ARTICLE:
"You Don't Have to Eat the Elephant at All:
Honoring Your Desire to Write a Book from the Deeper Self"

[From Issue #1, May 2004]
Writing
a book from the deeper Self—in contrast to writing a book for another
reason, such as career advancement, or the desire to prove something—is
not something that's outside you. Like the most intimate presence of God, it
is inside you. How your book gets nurtured into being, and the writerly craft
of “thinking in terms of a book” is another matter. But the book
exists inside you from the start, and will remain inside you as it grows until
it is complete and ready to go out into the world.
There’s a well-known phrase to help a person deal with the prospect of
an overwhelming task: “How do you eat an elephant? Answer: One bite at
a time.” There are some ways that this advice does apply to writing a
book from the deeper Self, and some ways that it really doesn't.
First of all, why would you want to eat an elephant? Aside from its thickest
of hides and mammoth size, elephants have been shown to be among the most socially
sensitive of animals, adopting orphans and tucking them into the herd, and performing
what are clearly mourning rituals when one of their herd dies. There is something
in our modern, action-oriented way of thinking that is perhaps missing a beat,
if our analogies on how to get things done include the inspiration of eating
an elephant, a bite at a time.
What if, instead of having a daunting, overwhelming task ahead, when the realization
that “Oh my God, I really AM thinking of writing a book!” hits,
you could let go of all the attendant scenarios and chatter—the “How
will I ever write a book?” and “There are already so many books
out there, who needs one more, from me?” and “I'd better get an
outline together,” and “Who would publish this?” and “Could
I get on Oprah?” and “I can't write a word. . . . I'm blocked. .

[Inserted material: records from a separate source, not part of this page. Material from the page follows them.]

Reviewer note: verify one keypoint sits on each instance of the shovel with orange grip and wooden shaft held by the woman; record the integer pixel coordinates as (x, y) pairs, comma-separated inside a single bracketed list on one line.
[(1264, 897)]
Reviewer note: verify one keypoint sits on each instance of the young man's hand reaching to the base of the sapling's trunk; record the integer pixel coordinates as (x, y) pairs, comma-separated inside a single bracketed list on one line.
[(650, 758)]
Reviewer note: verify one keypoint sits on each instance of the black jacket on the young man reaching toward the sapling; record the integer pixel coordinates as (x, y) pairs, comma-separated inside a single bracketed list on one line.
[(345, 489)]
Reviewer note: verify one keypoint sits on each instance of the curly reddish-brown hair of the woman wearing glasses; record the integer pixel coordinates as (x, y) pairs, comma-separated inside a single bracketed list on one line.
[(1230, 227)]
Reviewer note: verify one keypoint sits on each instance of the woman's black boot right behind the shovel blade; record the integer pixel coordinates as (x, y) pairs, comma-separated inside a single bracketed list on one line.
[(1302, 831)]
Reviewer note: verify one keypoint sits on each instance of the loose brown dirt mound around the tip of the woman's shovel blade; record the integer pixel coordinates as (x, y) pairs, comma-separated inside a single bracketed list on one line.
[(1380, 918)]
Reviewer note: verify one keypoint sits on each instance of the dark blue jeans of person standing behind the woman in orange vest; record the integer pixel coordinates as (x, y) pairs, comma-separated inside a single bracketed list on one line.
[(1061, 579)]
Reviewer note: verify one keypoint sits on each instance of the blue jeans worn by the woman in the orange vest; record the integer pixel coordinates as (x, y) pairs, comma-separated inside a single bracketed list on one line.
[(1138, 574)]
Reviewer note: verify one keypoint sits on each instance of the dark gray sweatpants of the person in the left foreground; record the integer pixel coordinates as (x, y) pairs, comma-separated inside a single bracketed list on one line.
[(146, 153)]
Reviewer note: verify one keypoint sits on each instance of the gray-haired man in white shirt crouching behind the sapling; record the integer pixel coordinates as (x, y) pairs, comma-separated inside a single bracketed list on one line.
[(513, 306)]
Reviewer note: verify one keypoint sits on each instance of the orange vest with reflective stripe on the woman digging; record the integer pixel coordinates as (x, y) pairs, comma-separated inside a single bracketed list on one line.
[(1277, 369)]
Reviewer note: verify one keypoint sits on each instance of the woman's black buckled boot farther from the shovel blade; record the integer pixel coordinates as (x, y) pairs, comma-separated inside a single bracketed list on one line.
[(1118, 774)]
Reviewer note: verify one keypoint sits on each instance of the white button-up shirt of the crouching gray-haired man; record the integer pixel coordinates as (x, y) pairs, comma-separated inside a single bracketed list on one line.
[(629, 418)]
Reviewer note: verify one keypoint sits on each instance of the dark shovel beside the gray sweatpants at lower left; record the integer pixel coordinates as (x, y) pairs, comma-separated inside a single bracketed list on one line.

. . I have nothing to say—help!!” and so on—
What if you could simply trust that whatever brought the seed of desire to write
this book into your heart in the first place will stay with you, will not abandon
you, throughout the entire process of writing the book? What if a book were
not so much an accomplishment (although, certainly, it is) as, a journey—one
that, as with all real journeys, means that you put your feet on the path, however
it is that you got to the path, and you begin. And you are met by things outside
yourself and things inside yourself, and in the course of this process you find
yourself transformed.
Writing a book from the deeper Self is really much more like having a baby than
like eating an elephant. It is an organic process, with its own phases and timing
(though not so neat as human conception and gestation), and at a certain point
it takes on a life of its own. The seed of desire to write a book is proof of
its reality. If you can accept and welcome that and water the seed with your
gentle, patient love, the book will grow as it's supposed to grow. And you can
trust that it's really there, really rooted, really yours, and really—a
friend.
To embrace this process as an inner friend is a very different experience, a
very different way of holding that you are writing a book from the usual frantic
ways of thinking about book writing. If what grows in you is to be embraced
rather than attacked, a bite at a time, then you do not have to play a social
game (at least not at this point. Perhaps—perhaps!—later on, in
selling and marketing the book).
All you need is to stay present to what's in you, and then to become yet more
present, and yet more. And this meeting with your ground of being, where all
real things—desires, feelings, deeper and higher motivations— spring
from, will sustain you, teach you, give to you, whisper true and surprising
things into your ear when you are doing nothing more than taking a walk or washing
the dishes, and you find that you just have to stop everything right then and
there and write these whispers down. These “fragments” become the
emerging text of your book, each one over time seeking its full meaningful place
in the scheme of your book, each one ringing unmistakably true.
Writing from the deeper Self is a gift you receive after priming the pump, and
a gift you give back by writing down and seeing what it is that you find as
you walk on the path. There IS an elephant, from the point of view of the mind:
“This is just overwhelming. Where do I begin? What do I say? Who would
publish this? What ... what ... what?”
But from the point of view of the deeper Self, there is no elephant. There is
only the journey. And the heart is what calls you out to do this work, to write
a book that will show you something deep and true about who you are, and thereby
will show your readers the same about themselves.